Hey good folks of Tinnitus Talk!
I'm Everett. I'm 24 years old and I live in the Midwestern United States.
For as long as I can remember, silence has always been loud. I could not tell you if this was something I was born with, or a result of spending my earliest years in rock venues watching my dad perform with his band. Since I have really never known any different, I am entirely habituated to it. When I'm in a completely silent room, it gets on my nerves, but the general background drone of life and household machinations is enough to cover it. Otherwise my hearing is great — honestly too good for my own sake. I may have a penchant for eavesdropping...
Unfortunately, that's not where my story ends. In late September, I had a nervous breakdown. I felt it coming on. I was paranoid, sleeping less, and I was waking up in the early hours in a total panic with my ears ringing. Then I got into a big blowout fight with my mom and I had complete meltdown (throwing things, screaming, pounding on the walls.) Thank god, my mom is a compassionate woman. She got me calmed down. We put a pin in it. And I took my dog for a walk.
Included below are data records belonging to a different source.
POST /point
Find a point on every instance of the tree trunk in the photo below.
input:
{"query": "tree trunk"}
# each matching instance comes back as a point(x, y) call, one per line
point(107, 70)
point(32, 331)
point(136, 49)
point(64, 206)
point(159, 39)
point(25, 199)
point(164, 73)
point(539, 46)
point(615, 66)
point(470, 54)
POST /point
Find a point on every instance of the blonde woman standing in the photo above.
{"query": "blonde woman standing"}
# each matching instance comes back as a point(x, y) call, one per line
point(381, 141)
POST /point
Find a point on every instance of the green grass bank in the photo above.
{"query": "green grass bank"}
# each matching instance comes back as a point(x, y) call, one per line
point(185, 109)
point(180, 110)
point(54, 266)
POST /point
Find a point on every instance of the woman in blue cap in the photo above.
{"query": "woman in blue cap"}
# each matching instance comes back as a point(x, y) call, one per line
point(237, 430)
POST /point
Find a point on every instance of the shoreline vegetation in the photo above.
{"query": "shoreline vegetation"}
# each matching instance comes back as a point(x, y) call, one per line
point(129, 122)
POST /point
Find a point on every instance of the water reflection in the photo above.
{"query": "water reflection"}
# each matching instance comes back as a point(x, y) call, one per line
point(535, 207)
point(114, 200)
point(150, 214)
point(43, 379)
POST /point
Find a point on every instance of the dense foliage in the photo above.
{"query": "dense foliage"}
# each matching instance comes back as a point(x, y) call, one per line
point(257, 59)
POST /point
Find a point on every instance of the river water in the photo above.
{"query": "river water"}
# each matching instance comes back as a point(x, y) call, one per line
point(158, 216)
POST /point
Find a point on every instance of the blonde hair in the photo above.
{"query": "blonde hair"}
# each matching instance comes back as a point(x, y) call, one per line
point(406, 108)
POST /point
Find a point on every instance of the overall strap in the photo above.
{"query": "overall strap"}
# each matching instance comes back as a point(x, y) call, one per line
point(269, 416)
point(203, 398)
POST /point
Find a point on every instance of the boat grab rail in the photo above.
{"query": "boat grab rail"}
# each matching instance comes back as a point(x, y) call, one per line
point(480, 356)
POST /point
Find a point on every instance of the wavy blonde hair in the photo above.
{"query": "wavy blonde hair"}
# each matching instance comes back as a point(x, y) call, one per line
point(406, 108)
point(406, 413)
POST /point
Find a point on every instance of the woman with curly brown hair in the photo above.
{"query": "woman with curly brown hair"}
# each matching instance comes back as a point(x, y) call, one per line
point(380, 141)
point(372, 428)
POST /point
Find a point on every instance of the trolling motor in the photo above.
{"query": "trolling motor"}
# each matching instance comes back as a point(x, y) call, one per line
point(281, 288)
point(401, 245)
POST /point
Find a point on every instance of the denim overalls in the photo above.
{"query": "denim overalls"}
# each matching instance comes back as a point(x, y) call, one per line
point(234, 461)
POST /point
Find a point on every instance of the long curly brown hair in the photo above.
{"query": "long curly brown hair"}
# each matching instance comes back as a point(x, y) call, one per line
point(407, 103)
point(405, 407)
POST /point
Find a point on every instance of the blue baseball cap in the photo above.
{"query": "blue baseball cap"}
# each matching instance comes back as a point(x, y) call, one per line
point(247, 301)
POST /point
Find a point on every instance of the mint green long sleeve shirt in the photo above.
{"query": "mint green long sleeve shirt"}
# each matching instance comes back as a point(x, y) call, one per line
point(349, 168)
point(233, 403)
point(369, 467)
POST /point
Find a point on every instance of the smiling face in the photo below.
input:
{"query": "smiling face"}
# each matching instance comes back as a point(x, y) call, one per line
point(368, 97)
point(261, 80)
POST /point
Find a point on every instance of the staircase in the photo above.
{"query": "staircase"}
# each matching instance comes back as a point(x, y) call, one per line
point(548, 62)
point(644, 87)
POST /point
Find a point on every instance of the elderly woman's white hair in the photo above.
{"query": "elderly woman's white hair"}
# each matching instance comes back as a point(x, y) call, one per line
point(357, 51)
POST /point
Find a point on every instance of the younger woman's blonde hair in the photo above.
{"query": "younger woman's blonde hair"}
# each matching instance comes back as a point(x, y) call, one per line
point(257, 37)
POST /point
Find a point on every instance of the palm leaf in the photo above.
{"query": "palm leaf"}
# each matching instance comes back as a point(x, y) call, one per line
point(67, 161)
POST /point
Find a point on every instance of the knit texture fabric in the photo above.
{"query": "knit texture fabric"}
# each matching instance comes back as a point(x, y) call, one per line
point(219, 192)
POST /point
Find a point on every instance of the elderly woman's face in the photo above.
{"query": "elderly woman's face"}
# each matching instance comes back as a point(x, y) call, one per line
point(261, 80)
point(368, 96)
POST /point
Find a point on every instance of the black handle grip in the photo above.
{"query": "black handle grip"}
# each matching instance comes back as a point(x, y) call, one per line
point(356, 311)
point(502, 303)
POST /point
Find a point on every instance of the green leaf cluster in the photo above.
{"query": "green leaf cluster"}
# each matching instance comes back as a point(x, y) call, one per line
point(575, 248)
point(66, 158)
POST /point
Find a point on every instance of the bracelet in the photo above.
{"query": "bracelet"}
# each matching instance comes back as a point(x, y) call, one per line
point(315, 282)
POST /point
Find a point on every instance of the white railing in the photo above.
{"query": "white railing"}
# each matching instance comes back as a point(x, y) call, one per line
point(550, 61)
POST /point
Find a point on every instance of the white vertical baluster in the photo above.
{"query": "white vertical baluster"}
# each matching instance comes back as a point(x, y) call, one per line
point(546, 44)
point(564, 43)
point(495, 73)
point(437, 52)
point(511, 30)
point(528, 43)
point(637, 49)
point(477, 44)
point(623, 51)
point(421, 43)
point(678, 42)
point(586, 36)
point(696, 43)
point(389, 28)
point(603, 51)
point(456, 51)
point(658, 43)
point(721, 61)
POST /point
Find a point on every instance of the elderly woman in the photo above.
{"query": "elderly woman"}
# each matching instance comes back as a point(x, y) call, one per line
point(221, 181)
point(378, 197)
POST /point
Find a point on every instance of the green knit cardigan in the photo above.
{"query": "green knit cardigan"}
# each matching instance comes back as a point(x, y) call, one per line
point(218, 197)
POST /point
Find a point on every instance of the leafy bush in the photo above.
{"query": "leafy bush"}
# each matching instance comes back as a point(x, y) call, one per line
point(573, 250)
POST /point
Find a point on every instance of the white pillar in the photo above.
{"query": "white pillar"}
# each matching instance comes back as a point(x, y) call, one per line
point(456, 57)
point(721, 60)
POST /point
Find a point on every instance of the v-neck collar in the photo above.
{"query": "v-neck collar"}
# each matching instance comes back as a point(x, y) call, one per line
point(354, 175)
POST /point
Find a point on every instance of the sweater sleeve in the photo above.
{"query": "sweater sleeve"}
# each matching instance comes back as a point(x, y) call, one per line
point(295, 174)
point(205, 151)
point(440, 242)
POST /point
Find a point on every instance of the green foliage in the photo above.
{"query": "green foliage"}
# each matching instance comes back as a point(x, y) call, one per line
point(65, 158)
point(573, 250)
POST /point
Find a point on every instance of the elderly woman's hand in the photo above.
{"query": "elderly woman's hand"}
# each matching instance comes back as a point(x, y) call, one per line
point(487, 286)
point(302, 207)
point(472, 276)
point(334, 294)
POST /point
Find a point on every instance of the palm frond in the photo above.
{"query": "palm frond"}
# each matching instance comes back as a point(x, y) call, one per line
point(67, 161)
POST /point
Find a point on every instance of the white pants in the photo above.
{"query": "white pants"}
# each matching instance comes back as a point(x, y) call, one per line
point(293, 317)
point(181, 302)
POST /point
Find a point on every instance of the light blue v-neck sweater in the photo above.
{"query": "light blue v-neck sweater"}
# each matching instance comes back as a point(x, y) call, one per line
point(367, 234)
I remember feeling so fucking weird while I was out there. Everything was dream-like, but cold and frightening. My vision was tunneling and I felt like I couldn't walk straight. I walked back home and tried to soothe myself with some silly youtube videos. That's when the ringing broke out in my left ear. Now, I've had fleeting tinnitus in addition to my regular ambient noise for about equally as long. This is your stereotypical tinnitus sound. Like the folly they'd use in a movie or video game after someone got flashbanged. It would last anywhere from 15 seconds to a minute, and it always went away. I'm sure you know where this is going.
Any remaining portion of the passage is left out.